This study on identification and characterization of fungi associated with the deterioration of papaya fruits (Carica papaya) in Njombé-Penja, Cameroon, led to the identification of C. gloeosporioides as the causal agent of black spot rot (anthracnose), F. equiseti as responsible for white rot (fusariosis), and L. theobromae as the cause of soft rot. In this study, Fusarium equiseti was identified for the first time as a pathogen of papaya fruits from Cameroon. The optimal growth conditions for these three fungi were 25 °C, pH 6.5, [NaCl] equal to 100 µM, and an aw of 0.98. C. gloeosporioides, F. equiseti, and L. theobromae species secrete hydrolytic enzymes such as cellulases, proteases, and lipases, which they use as lytic enzymes to degrade papaya tissues. These phytopathogenic fungi deteriorate the quality of papayas after harvest and reduce their availability in Cameroon. Identifying these fungi and understanding their environmental growth conditions is key information for taking preventive measures in agricultural practices. Future work should assess seasonal effects on fungal prevalence and optimize papaya disease management by combining control methods (biological, chemical, and genetic) while minimizing the impact on the environment.

Supplementary Materials

The following supporting information can be downloaded at: https://www.mdpi.com/article/10.3390/jof11050385/s1, Table S1: Details of the 120 sequences used in the phylogenetic tree.

Author Contributions

Conceptualization, S.M.L. and M.V.D.; methodology, M.V.D., M.A.B.B., P.E.M. and V.O.S.; Software, M.V.D. and T.R.S.; validation, M.V.D., S.M.L. and R.M.D.; formal analysis, N.A.M., M.A.B.B. and V.O.S.; investigation, M.V.D. and P.E.M.; resources, M.V.D., V.O.S., T.R.S. and R.M.D.; writing—original draft preparation, M.V.D.; writing—review and editing, M.V.D., M.K.J., A.V.D.B., M.D.I.M., A.C.B. and R.M.D.; visualization, V.O.S., M.A.B.B., M.K.J., N.A.M. and R.M.D.; supervision, S.M.L. and R.M.D. All authors have read and agreed to the published version of the manuscript.

Funding

This research did not receive any specific funding from agencies or the public and private sectors.
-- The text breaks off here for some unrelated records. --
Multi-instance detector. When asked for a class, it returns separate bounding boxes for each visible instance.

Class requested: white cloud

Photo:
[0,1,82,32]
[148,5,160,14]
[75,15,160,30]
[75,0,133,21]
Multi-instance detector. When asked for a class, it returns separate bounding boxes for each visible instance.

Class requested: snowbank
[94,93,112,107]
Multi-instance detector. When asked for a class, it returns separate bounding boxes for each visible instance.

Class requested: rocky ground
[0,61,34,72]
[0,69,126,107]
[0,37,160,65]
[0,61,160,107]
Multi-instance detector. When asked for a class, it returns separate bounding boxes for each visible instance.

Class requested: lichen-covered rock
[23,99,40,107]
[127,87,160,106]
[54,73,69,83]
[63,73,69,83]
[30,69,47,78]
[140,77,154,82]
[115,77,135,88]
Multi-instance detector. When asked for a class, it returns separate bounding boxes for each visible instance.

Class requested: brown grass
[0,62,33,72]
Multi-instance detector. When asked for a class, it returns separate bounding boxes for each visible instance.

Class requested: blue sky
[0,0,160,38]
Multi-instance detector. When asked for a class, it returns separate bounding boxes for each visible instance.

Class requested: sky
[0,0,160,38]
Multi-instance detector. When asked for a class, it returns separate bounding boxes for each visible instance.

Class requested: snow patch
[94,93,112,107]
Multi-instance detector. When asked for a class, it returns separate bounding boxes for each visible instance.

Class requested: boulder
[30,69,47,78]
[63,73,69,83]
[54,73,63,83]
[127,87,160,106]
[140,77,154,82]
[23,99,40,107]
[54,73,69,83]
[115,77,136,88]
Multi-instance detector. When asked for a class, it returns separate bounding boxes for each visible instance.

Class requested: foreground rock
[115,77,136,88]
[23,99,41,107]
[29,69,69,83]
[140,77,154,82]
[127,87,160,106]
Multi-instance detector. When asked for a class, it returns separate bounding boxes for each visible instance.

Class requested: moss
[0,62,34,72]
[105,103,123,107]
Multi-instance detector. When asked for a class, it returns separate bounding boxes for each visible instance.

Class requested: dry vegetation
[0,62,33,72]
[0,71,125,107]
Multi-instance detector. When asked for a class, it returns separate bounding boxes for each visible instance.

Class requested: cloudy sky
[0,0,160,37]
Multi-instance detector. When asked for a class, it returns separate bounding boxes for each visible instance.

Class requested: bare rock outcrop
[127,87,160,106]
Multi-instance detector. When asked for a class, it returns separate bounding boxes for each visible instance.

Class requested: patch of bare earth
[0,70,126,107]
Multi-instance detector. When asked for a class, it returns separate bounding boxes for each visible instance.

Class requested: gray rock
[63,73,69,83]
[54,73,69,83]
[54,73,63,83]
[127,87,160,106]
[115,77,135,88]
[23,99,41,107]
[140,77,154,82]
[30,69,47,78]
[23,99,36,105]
Institutional Review Board Statement

Not applicable.

Informed Consent Statement

Not applicable.

Data Availability Statement

All data are included in the manuscript. The DNA sequences of the various fungi identified in this study are available on request from the corresponding authors.

Acknowledgments

The authors thank to ECEE center of “Dunarea de Jos” University of Galati. This work was partially supported by Internal Grant 2025 no 7956/31.03.2025 of Department of Chemistry, Physics and Environment, Faculty of Sciences and Environment, “Dunarea de Jos” University of Galati, “Targeted therapeutic, anti-inflammatory and antitumor molecules isolated from exotic plants acclimatized in Romania”.

Conflicts of Interest

The authors declare no conflicts of interest.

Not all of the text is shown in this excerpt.